A prescindere dalla bonta' musicale di questo prodotto del quale parlero' a breve, ricordero' comunque con un occhio/orecchio di riguardo questi 4 ragazzi di Groningen che avranno “l'onore” di ricevere la mia primissima recensione, quindi abbiate anche voi lettori un occhio di riguardo nei miei confronti.

Scherzi a parte mi immergo nell'ascolto dei Suffering Quota, combo Olandese dedito ad un Grindcore di matrice abbastanza classica che dopo l'esordio nel 2014 con l'album omonimo, ci presentano oggi “Life in Disgust”.

I ragazzi riescono con la loro esperienza a gestire all'interno delle canzoni (siamo mediamente intorno ai 2 minuti per pezzo per un totale di 20) momenti di puro assalto ad altri dove si riesce a prendere una boccata d'ossigeno prima di essere nuovamente sepolti dai blast beat del drummer Martin.

Dopo una breve intro di voce si parte subito all'assalto all'arma bianca con Agnosia, e giu' di blast beat e alternati, chitarre che sparano riff con dissonanze qua e la' vagamente e il vocalist Gerald sempre in primo piano con le sue urla sgraziate come il genere esige; copione ripetuto con God Complex, che riesce per intensita' a essere persino superiore alla traccia precedente. Discorso leggermente diverso per Apathy, 3 minuti e 40 secondi (una vera suite per i loro canoni) con una parte centrale ultraslow che la differenzia dal resto dell'album.

Fear (ov history repeating) ha nella botta e risposta delle voci alla Napalm Death il punto di forza assieme alla parte schiacciasassi che portano fino alla fine del pezzo.

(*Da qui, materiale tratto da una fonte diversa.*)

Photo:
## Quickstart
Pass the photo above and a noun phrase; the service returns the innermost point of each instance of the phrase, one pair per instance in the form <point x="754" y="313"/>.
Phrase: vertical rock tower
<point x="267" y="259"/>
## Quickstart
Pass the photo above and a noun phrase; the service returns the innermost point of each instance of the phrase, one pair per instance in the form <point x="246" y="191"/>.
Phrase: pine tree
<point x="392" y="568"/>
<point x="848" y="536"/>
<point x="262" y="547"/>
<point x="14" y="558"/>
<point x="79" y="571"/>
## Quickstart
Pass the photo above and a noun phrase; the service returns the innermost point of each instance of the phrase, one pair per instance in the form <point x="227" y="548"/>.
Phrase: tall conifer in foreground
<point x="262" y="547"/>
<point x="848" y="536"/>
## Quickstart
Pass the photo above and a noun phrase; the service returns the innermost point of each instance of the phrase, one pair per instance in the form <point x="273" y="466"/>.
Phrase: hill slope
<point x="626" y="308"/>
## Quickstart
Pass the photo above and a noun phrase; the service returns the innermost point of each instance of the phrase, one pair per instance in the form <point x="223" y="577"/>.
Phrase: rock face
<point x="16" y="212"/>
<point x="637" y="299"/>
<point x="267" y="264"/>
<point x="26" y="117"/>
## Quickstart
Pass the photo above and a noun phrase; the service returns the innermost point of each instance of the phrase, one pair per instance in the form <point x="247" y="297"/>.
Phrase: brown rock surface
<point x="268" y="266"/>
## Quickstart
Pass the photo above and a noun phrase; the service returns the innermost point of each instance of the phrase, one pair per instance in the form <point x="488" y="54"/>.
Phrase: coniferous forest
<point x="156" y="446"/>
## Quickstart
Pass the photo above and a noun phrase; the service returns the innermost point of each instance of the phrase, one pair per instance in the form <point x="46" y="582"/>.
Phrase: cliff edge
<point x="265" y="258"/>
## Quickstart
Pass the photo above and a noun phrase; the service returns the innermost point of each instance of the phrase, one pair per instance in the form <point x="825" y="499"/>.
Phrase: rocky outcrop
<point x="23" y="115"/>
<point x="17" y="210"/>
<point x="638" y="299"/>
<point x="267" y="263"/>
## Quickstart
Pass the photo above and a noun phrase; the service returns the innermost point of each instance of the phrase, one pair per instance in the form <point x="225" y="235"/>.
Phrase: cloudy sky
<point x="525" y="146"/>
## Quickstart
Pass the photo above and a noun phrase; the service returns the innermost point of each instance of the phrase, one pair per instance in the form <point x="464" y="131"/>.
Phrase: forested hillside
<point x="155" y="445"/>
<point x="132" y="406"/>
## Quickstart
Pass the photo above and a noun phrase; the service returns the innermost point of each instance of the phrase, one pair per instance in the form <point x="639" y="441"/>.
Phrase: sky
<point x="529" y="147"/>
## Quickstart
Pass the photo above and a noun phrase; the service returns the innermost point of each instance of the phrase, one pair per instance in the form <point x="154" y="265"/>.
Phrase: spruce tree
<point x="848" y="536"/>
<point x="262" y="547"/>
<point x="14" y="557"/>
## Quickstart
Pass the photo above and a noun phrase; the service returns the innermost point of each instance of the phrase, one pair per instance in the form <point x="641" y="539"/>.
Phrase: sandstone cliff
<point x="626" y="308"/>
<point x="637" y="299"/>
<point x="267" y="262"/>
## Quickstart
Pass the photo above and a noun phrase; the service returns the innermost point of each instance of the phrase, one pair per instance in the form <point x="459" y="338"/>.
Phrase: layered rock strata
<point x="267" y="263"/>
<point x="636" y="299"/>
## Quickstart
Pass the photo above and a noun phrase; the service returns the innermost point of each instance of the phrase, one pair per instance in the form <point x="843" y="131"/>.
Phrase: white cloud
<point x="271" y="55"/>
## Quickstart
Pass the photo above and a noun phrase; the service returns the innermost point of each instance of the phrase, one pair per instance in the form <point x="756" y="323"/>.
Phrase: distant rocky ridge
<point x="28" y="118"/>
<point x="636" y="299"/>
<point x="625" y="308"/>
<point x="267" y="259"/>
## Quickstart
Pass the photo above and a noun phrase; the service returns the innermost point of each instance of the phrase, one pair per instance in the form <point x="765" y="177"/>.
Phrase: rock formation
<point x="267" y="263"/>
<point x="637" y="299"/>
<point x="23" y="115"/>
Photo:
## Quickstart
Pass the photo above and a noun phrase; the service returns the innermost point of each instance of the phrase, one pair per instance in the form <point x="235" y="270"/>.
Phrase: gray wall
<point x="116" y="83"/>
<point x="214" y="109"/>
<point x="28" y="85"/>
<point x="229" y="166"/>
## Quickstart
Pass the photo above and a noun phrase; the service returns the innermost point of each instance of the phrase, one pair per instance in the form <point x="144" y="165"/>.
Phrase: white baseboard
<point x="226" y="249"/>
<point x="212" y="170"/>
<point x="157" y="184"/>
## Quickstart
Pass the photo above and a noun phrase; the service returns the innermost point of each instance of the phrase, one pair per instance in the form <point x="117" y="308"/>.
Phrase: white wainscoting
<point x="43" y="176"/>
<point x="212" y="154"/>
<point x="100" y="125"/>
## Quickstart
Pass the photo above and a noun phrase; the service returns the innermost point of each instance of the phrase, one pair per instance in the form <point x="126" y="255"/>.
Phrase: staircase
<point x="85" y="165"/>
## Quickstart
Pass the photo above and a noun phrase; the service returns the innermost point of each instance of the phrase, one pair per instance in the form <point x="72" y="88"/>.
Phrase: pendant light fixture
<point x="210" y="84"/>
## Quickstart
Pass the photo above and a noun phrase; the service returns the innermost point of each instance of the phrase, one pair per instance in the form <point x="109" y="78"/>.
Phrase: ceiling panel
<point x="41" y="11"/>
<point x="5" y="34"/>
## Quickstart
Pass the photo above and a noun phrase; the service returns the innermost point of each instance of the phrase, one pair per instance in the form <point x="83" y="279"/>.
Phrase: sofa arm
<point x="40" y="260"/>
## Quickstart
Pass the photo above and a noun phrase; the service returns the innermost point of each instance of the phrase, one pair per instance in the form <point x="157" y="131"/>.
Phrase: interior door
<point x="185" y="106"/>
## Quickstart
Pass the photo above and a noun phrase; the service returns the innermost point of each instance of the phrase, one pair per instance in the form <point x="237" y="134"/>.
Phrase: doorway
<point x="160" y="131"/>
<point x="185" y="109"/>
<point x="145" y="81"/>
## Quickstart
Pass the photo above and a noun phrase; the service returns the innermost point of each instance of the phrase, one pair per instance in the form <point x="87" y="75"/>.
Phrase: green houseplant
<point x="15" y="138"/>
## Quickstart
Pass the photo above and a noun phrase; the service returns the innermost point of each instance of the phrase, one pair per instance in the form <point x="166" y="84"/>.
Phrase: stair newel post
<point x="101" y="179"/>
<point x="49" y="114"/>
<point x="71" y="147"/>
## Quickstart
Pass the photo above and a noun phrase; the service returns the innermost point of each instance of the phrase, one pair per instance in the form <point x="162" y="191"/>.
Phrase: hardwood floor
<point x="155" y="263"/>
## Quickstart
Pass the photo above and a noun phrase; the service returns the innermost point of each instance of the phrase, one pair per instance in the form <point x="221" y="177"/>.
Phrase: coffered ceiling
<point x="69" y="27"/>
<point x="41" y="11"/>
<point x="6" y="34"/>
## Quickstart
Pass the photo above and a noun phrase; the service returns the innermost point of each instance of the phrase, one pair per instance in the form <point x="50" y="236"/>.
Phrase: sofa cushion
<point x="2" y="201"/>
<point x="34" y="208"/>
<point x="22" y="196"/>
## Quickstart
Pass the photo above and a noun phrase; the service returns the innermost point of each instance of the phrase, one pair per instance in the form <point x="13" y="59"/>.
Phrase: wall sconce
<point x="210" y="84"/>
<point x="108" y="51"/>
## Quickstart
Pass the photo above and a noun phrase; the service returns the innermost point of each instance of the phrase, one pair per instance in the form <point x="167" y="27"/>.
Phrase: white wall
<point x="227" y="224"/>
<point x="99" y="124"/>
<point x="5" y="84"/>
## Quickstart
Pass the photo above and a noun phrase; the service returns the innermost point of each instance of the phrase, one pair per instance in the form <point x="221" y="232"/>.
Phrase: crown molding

I pezzi successivi scorrono velocemente uno dopo l'altro, ed e' proprio sull'aspetto della velocita' che vorrei soffermarmi un attimo; questa continua ricerca di tenere sempre tutto a velocita' ipersostenute puo' rischiare di far perdere di concentrazione l'ascoltatore tranne nei rari casi in cui provano a rallentare e ragionare (seconda parte di Disgust e inizio di Inferiority Complex); positiva anche la conclusiva 101 seppur semplice ma con un giro che sa di Morbid Angel degli anni d'oro....

Buono il missaggio degli strumenti che non fa cadere tutto nella cacofonia come capita spesso in questi genere, e anzi ne preserva e fa trasparire l'attitudine live dei Suffering Quota, vere “bestie” da palco.

Concludendo posso dire che i ragazzi conoscono il genere a menadito e sanno come “fare male”. Ovviamente consigliato ai seguaci del filone Grindcore-crust (Napalm Death-Nasum-Brutal Truth etc).